L’ambizioso progetto, che prevede la trasformazione di Palazzo Fuga, ovvero il Real Albergo dei Poveri di Napoli, nel museo più grande del mondo, probabilmente si concretizzerà. Si tratterebbe di un traguardo senza eguali nell’ambito turistico e non solo. Segnerebbe anche l’inizio di una svolta epocale nell’ambito dell’economia nostrana, creando di conseguenza nuove opportunità lavorative.

Il progetto prevede l’allestimento di ben quattrocentocinquanta sale, su una superficie espositiva di centotremila metri quadri ed una facciata lunga quattrocento metri. Una sorta di “Louvre” napoletano, che ospiterebbe quella miriade di opere che la Campania possiede ma che non sono state mai esposte.

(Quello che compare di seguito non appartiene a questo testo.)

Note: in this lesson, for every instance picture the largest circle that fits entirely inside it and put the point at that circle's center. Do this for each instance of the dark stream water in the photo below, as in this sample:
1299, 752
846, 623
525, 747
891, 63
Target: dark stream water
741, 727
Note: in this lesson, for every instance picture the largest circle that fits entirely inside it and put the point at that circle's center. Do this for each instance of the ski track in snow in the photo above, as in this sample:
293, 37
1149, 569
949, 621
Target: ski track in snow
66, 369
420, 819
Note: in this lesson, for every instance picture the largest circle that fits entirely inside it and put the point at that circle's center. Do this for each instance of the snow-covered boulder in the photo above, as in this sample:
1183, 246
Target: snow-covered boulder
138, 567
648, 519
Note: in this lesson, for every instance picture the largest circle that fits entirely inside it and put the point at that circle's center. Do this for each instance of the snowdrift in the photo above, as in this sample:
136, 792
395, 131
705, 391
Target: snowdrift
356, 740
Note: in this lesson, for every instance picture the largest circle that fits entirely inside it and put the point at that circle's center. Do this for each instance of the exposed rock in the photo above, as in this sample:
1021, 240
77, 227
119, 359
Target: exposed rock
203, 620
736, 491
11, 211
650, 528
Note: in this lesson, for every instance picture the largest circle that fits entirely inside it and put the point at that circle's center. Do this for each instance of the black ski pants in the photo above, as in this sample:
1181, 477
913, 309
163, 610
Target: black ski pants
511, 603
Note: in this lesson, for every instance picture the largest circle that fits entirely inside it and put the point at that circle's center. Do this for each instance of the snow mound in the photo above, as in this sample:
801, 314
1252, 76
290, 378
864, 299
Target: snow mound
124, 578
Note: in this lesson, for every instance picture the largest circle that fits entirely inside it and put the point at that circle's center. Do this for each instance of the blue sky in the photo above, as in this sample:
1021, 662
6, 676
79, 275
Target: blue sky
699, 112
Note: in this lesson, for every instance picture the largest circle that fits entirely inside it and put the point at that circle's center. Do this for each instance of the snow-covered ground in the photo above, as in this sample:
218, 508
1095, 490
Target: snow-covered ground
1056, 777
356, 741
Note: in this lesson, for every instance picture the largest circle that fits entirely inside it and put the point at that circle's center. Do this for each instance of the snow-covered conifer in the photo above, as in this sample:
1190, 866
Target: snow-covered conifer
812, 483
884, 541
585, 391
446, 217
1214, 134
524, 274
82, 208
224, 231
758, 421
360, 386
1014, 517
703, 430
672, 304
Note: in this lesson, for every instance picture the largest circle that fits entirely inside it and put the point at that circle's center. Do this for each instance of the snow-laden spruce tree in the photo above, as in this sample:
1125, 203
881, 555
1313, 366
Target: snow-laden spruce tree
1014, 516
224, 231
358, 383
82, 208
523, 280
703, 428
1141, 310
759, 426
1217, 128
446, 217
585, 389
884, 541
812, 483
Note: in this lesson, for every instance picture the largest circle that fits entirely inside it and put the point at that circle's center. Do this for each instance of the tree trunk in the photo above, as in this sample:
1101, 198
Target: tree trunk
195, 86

Fiducioso Massimo Bray, il quale è intervenuto durante la presentazione del progetto, che si è tenuta ieri sera all’Arenile di Bagnoli, a cura dell’Associazione RAM (Rinascita artistica del Mezzogiorno). Il presidente dell’associazione, Dario Marco Lepore, ha commentato: “Arte negata che attende solo la nostra voce, il nostro consenso per poter emergere. Creare a Palazzo Fuga il museo più grande del mondo è il modo migliore di onorare la nostra storia e con l’arte, favorendo turismo, occupazione e indotto. Palazzo Fuga potrebbe essere una occasione unica di rilancio della nostra economia. Includere  collezioni varie tipologie di opere d’arte, proprio come ipotizzava Carlo III di Borbone, nella prima sede della Reggia di Portici, aveva concepito in un unico luogo l’esposizione delle collezioni archeologiche, la pinacoteca e le arti minori. Vorremmo partire con una opera di musealizzazione progressiva ovvero iniziare a disporre le opere negli spazi già restaurati del Palazzo con bassi costi di adeguamento, richiedendo alle autorità competenti il vincolo di destinazione d’uso dell’intera struttura, fondamentale per garantire il successo al progetto, generando turismo e indotto”.